Let's take the concepts of Heaven and Hell, or negative Karma and re-incarnation, off of the table because I think it goes without argument that morals and values are based upon internal mechanisms rather than punishments or rewards. Morality to me requires autonomy rather than obedience. It requires a choice.
So, why would I, an unbeliever, make the choice to recycle? First, there are many venial reasons that could motivate me; things like societal pressure, pride, the desire for intimacy with a hippie girl, whatever. These are earthly versions of reward and punishment also and therefore we must set them aside for the same reasons.
There are just two obvious answers. The first is survival, either for myself or my loved ones/descendants. The better steward I am (and that I can motivate others to be) of my resources, the better/easier my/my descendants potential lives will be. Pollution is poison and despoiled resources mean increased scarcity and competition. It means more toil and less security. That's easy.
The other possible motivation is a little trickier. Let's call this one compassion. It is difficult to prove or refute the origin of compassion in the human psyche. Some would argue that it is God's love writ in our hearts. Some might say that it co-evolved with humanity as our survival became group or community based. Whatever it might be, it seems that most people (sometimes including myself) have compassion. They desire, unselfishly, to alleviate suffering in others. Admittedly, this is certainly watered down much by our more recent survival pressure of manufactured scarcity and our culture of greed. This compassion seems endemic to our nature. Therefore we all want to leave a better world than we inherited, more just, less polluted, and with less misery. We fail almost exclusively, but the trying is important.

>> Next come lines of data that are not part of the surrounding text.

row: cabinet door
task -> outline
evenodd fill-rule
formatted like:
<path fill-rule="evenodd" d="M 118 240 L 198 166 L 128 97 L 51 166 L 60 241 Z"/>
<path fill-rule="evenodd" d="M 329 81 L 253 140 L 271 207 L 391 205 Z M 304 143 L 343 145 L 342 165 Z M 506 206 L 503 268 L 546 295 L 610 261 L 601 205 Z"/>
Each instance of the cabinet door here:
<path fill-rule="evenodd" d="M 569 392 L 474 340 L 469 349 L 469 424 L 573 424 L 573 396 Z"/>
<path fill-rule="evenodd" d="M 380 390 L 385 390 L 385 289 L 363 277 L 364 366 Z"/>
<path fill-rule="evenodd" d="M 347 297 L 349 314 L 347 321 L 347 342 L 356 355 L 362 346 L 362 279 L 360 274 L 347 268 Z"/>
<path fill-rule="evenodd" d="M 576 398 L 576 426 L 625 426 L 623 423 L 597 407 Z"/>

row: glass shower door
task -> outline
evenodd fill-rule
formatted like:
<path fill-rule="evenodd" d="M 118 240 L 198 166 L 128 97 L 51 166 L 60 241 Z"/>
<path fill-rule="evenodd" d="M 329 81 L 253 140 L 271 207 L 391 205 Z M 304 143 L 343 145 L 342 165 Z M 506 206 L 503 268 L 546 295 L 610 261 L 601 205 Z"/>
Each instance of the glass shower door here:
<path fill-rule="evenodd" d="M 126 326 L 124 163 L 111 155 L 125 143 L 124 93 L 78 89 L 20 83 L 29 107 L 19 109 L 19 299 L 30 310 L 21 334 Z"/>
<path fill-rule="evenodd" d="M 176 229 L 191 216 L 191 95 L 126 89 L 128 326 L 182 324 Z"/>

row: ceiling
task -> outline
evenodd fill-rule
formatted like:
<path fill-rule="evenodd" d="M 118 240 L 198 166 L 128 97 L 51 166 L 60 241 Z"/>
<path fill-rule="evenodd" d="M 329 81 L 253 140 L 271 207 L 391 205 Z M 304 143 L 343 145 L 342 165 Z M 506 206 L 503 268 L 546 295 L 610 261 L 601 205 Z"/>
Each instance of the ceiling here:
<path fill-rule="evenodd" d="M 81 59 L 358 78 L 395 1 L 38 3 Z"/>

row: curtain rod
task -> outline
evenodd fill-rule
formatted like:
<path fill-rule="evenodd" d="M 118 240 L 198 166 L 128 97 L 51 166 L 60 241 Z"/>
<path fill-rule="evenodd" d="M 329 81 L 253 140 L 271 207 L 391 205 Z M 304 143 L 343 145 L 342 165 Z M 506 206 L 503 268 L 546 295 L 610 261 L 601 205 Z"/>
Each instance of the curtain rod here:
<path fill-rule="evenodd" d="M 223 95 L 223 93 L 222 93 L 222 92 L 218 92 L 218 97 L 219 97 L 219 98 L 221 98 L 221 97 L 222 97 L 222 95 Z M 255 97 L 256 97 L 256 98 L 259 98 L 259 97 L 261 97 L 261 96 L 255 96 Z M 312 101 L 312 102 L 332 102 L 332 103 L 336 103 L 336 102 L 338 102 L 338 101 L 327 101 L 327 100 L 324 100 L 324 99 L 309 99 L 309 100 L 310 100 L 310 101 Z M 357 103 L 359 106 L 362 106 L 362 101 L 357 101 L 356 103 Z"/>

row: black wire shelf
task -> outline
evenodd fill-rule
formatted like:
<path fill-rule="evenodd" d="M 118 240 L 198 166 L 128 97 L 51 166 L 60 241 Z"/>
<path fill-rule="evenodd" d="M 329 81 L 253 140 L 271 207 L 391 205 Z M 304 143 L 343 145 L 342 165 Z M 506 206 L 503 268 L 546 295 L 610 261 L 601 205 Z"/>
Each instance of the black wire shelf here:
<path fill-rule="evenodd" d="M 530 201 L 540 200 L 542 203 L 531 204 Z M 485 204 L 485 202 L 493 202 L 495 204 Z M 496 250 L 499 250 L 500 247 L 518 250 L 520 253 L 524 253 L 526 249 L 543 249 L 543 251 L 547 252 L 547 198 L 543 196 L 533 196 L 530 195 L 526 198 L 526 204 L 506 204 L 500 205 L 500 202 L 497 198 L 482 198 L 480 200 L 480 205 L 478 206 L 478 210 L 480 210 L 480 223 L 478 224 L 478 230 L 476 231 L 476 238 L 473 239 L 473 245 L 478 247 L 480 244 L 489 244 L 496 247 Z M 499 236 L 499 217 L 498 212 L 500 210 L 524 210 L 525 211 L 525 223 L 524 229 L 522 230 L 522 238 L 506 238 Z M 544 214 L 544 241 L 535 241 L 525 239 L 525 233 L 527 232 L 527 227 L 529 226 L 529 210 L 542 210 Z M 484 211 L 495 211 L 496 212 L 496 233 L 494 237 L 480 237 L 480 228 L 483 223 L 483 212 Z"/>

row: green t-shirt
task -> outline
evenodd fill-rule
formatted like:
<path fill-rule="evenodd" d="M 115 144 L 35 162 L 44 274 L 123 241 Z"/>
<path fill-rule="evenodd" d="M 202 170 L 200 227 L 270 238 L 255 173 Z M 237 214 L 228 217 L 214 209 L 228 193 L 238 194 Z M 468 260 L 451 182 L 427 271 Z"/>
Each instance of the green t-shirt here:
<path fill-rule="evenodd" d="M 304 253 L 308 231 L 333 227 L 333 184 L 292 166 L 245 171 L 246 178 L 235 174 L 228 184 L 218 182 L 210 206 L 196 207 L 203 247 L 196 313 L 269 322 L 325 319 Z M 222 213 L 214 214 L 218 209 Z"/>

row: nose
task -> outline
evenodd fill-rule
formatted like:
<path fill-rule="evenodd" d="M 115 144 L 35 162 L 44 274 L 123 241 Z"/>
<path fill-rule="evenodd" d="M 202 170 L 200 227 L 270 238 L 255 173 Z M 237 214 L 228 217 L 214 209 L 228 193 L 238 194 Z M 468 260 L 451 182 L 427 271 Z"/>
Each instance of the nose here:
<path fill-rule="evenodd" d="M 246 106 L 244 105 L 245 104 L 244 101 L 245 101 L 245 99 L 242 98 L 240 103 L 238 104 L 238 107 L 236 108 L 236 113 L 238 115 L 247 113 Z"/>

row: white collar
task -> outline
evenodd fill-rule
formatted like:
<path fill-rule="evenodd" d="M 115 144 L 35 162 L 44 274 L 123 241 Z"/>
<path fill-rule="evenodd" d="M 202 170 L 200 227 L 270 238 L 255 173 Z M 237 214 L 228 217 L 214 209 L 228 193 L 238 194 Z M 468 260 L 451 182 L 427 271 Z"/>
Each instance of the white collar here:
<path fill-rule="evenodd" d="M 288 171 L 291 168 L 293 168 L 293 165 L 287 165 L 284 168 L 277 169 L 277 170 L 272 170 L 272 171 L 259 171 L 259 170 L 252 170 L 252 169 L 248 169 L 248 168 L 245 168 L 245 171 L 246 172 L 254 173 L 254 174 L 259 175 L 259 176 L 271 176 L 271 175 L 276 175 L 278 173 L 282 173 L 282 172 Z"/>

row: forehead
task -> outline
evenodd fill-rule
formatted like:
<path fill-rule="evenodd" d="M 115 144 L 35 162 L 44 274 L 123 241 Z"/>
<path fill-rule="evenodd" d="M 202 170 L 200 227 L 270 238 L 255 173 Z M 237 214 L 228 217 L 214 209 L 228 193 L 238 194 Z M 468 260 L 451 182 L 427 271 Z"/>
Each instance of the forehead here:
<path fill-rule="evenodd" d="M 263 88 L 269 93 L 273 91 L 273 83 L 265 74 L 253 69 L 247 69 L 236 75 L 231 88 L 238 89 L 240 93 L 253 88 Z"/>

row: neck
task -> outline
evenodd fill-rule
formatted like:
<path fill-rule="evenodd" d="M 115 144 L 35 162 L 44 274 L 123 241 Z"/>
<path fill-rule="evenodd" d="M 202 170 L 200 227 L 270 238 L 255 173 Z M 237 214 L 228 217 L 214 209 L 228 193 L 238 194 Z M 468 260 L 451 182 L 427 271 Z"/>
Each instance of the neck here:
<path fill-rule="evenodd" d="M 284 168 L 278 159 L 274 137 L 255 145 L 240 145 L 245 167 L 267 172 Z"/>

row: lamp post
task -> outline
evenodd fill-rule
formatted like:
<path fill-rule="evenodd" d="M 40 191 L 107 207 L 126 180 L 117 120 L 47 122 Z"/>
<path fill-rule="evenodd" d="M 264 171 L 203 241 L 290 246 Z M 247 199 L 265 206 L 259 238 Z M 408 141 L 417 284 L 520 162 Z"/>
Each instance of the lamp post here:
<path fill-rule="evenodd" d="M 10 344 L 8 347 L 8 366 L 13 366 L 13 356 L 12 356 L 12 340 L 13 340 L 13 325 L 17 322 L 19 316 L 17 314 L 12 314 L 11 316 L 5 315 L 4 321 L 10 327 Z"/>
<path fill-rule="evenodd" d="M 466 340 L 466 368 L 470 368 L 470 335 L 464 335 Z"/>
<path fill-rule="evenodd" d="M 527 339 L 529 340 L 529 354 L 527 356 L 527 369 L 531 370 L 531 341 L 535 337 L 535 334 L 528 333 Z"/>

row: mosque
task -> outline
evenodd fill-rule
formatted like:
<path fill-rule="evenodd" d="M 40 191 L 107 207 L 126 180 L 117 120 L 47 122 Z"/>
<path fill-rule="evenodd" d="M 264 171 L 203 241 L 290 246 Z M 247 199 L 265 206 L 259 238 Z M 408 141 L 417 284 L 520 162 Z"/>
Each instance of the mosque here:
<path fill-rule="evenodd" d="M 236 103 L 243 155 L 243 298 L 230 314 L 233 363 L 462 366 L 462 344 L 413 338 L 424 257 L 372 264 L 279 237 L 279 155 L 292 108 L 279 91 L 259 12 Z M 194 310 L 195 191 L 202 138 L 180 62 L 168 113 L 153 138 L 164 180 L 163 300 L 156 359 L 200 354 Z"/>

I knew I could count on you for cogent arguments which is one of the only things I enjoy as I get older. I would also add that I often find I have more in common with the moral values of people who don't consider themselves religious than I do with many "religious" people. You comments remind me of some of the points that Daniel Quinn brings up in his writings. Don't know if you've read him, but he suggests that one of the myths of Darwinism is that humanity and its survival is some sort of moral imperative. Rather, that we often assume that we were the end result of the evolutionary process and not the middle. Now, I can justify that position religiously, but I haven't heard a good argument that makes humanities survival some sort of convincing "universal" good. Now, if I value the planet above all else, I could probably make an argument that it would be better for the planet if we went extinct. The compassion argument intrigues me in a Buddhist sort of way.